Je suis aussi une militante des réseaux sociaux, où je poste beaucoup d’infos sur la solidarité. Alors, je ne suis pas encore allée dans le dur du dur : les maraudes. Mais en 2021, j’aimerais le faire. Et j’ai un projet. Créer un lieu pour les mamans et enfants à la rue de mon quartier, le XIXe arrondissement de Paris. Un espace pour qu’elles puissent se doucher, avoir des vêtements propres… Je sais que j’ai une vie de privilégiée. Je vois mon frigo rempli. Mes deux filles ont chacune leur chambre. Mais mon bonheur, c’est que ça. » A.V.
Reda Kateb
Acteur
« Je ne veux surtout pas devenir une tête de gondole de l’engagement. Même si la situation actuelle est très difficile, je me vois plutôt dans la gondole, aux côtés des autres, qu’à sa tête. Mon but n’est pas de multiplier les actions caritatives, ni de me faire une image d’artiste engagé pour occuper l’espace médiatique. Mais j’essaie de faire ce que je peux, à mon échelle.
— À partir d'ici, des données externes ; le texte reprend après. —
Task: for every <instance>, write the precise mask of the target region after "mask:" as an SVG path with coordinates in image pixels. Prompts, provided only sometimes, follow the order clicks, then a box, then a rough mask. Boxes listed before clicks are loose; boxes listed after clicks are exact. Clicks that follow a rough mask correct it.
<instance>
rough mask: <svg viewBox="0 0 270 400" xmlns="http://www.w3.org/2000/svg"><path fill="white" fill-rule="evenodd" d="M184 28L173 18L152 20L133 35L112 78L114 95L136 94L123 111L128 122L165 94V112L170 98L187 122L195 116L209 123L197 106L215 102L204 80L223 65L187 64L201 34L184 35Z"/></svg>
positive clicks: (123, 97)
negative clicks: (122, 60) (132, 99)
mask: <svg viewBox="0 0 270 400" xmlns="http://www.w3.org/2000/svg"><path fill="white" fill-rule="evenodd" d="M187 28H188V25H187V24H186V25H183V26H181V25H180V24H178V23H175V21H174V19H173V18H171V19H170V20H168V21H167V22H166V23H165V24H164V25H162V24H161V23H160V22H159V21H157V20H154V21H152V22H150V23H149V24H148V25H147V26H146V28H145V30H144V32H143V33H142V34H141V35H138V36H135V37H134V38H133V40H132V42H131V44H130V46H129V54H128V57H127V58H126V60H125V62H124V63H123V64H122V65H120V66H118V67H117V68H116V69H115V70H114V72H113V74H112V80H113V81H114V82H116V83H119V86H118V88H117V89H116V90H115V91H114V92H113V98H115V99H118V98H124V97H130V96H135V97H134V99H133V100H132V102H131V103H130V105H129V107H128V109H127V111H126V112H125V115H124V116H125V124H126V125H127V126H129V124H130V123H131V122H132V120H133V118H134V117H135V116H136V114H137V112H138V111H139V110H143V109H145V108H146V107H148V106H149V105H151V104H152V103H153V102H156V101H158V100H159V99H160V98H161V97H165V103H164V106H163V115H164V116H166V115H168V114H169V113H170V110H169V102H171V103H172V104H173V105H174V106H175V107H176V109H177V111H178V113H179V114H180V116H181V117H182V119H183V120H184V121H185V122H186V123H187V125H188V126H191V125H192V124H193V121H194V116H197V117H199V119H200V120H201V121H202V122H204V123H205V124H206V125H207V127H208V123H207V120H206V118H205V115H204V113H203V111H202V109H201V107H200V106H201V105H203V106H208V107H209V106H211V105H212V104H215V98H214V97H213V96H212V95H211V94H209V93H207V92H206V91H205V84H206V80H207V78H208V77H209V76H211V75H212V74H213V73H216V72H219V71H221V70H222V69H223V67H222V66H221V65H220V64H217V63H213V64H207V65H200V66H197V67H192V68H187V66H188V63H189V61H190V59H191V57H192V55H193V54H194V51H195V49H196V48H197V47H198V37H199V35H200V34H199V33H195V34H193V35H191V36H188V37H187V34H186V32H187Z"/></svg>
Depuis quelques mois, je suis le parrain de l’association Le Rire médecin, qui forme et accompagne des clowns qui rendent visite aux enfants hospitalisés. Tout est parti de la lecture du livre de Caroline Simonds*, la fondatrice de l’association, qui m’a donné envie de réaliser un film sur ce sujet. On m’a accueilli à bras ouverts. J’ai eu envie de passer du temps à leurs côtés et de les suivre lors de leurs visites à l’hôpital. J’espère pouvoir y retourner bientôt, malgré les conditions sanitaires, car ce qui se passe dans une chambre entre un enfant malade et deux clowns est indicible. Avoir la chance de pénétrer cette intimité, de vivre ces moments indescriptibles m’apporte énormément. C’est un enrichissement humain, qui va au-delà du côté gratifiant d’un geste solidaire.
Ce n’est pas la première fois que je m’engage aux côtés d’une association. J’accompagne de longue date le Festival Cinébanlieue, en Seine-Saint-Denis, qui tente de repérer de nouveaux talents du cinéma. Je suis aussi le parrain de la Fondation Assistance aux animaux et du Relais Île-de-France, qui s’occupe de personnes autistes. On me sollicite régulièrement et, si c’est en accord avec ce que je pense, je dis oui. Je crois que si on m’appelle, c’est parce que ma voix porte un peu. Mais de mon côté, rien n’est réfléchi ou pensé en amont. Je fonctionne à l’échange. Toutes ces rencontres me nourrissent énormément. Et tordent le cou à plein de clichés. On dit souvent que la nouvelle génération est cupide et obsédée par la réussite matérielle, les marques, mais je peux vous dire que les jeunes que je croise dans ces associations sont à l’opposé de ça. » T.T.
* Le Rire médecin. Journal du docteur Girafe, de Caroline Simonds et Bernie Warren. Éd. Pocket, 2004.